Hace diez años, cuando se vestía por primera vez de blanco y salía al balcón, no habrá imaginado cómo iba a cambiar el mundo en la siguiente década. En medio de la misión de transformar a la Iglesia, llegó el Covid-19 y a Francisco le tocó ser el papa de la pandemia. En estos años, algunos le reclamaron un mayor protagonismo como líder espiritual de semejante crisis, una profundización de aquel mensaje “Nadie se salva solo”, al comienzo del confinamiento. Lo mismo que un rol de mayor protagonismo en la guerra de Rusia contra Ucrania.
También le tocó ser el papa de una sociedad secularizada, que progresivamente expulsa a la Iglesia como faro moral de la humanidad. ¿Cuál será su nuevo rol? ¿Sus líderes tendrán la capacidad de interpretar este cambio de época o se enrolarán en una guerra ideológica en la que unos pretenden decirles a los demás cómo deben vivir, aunque no compartan sus creencias?
¿Qué dirá en unos años Wikipedia sobre Francisco? ¿Cuál será su legado? Así como Juan Pablo II fue nombrado como el papa peregrino, ¿cómo recordarán al papa del fin del mundo las generaciones futuras? Como el pastor cercano, tal vez, o como el hacedor de puentes, el verdadero significado de la palabra “pontífice”.
Empanadas
A mí me gustaría recordarlo como el padre Jorge de las empanadas. Puede sonar profano, pero esa fue la parte de mi libro que eligió el L’Osservatore Romano para reseñarlo. Bien vale recordar el ejemplo de la cebolla para mantener a raya la humildad. Nada resultó tan relevante como aquella página: mi historia es mínima. Solo puedo decir que una vez lo vi multiplicar los alimentos, como hizo Jesús con los panes y los peces. Fue en octubre de 2012, durante un encuentro ecuménico de católicos y evangélicos. En el Luna Park, donde se realizaba la reunión, la administración no permitía el ingreso de catering, de modo que durante el receso todos debíamos comprar el almuerzo dentro del predio. Solo había empanadas, y pocas. A Bergoglio le preguntaron si prefería ir a almorzar a Puerto Madero, pero dijo que se quedaba a comer empanadas con los demás.

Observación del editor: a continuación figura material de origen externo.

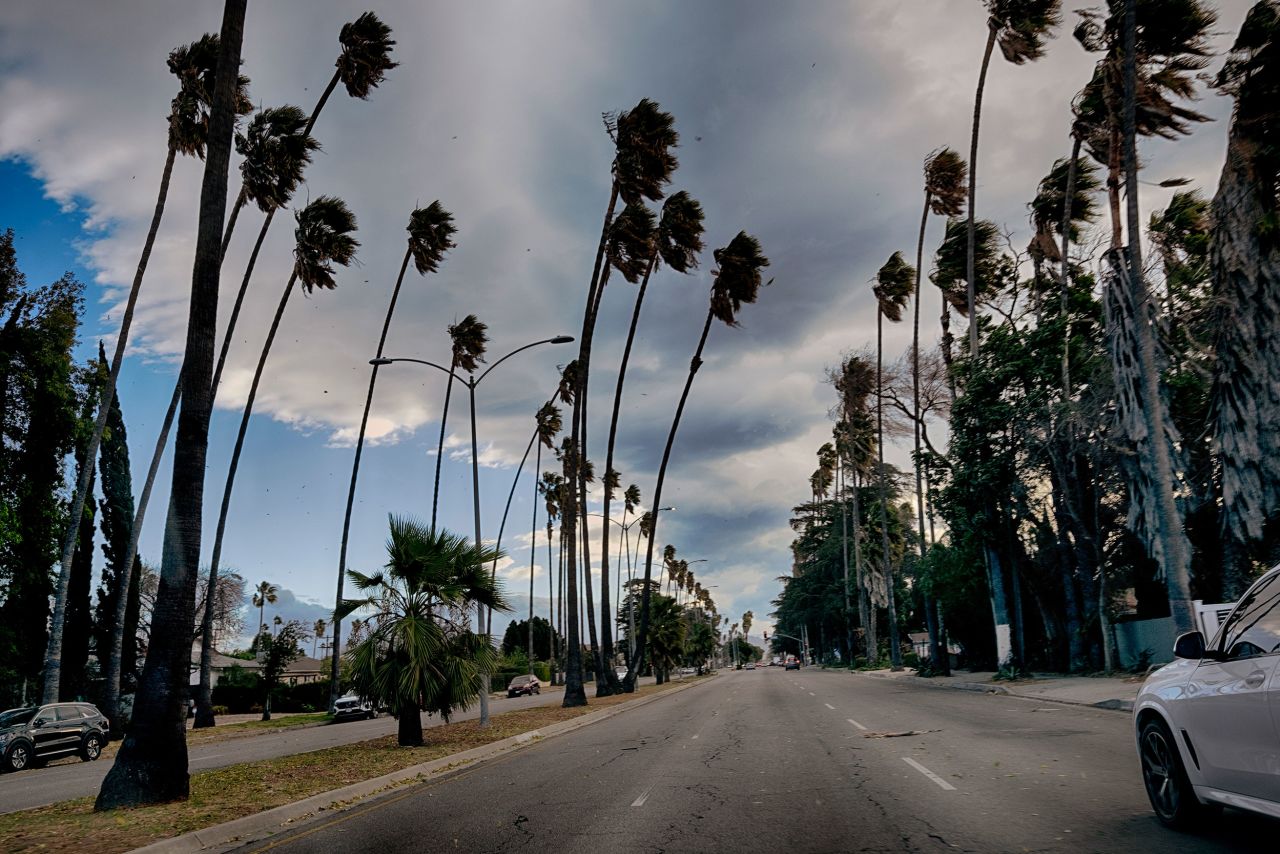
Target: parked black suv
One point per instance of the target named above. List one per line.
(31, 736)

Cuando los periodistas fuimos convocados, ya era tarde. No quedaba casi nada. Nos dirigimos al final del salón. A nuestro paso, Bergoglio se acercó, nos saludó con un beso y agradeció nuestra labor. Después, nos instalamos en la última mesa. La moza nos trajo un platito con cinco empanadas. Éramos ocho. Alguien tomó la iniciativa y comenzó a partirlas a la mitad. Compartir, ese era el espíritu del encuentro. Y no quedaba otra opción.
Desde su mesa, en la otra punta del salón, Bergoglio siguió nuestros movimientos y entendió. Después se puso en pie y comenzó a preguntar en las demás mesas si iban a seguir comiendo. Rescató de manos de pastores y sacerdotes las últimas empanadas, las reunió en un plato y nos las sirvió. Nos conmovió su gesto. Había multiplicado los alimentos, sin necesidad de bajar un milagro ni descoser el cielo. Ese pequeño milagro quedó grabado en nuestros corazones. Allí donde otros dijeron “no hay más”, él vio una necesidad y la conectó con un recurso. Esa es la impronta de todo su ministerio.